The Western Washington University Outdoor Sculpture Collection is a public sculpture collection founded in 1960. The collection contains thirty-six public sculptures spanning 190 acres of the Western Washington University campus.

==History==
In 1957, the board of trustees of Western Washington University established a policy that encouraged public art on the campus. The first work added to the collection, commissioned by Paul Thiry, was James Fitzgerald's Rain Forest, in 1960.

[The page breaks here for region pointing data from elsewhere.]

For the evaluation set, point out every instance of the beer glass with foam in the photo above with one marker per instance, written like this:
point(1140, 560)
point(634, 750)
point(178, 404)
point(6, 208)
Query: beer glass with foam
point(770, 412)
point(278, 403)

Campus architect Ibsen Nelsen commissioned Isamu Noguchi's "Skyviewing Sculpture" in the 1960s.

Funding for the acquisition of the works in the collection came from a combination of sources that included the state's one percent for art law, The Virginia Wright Fund, and the National Endowment for the Arts

The collection is overseen by the director of the university's Western Art Gallery. As of 2015, the director of the collection is Hafþór Yngvason.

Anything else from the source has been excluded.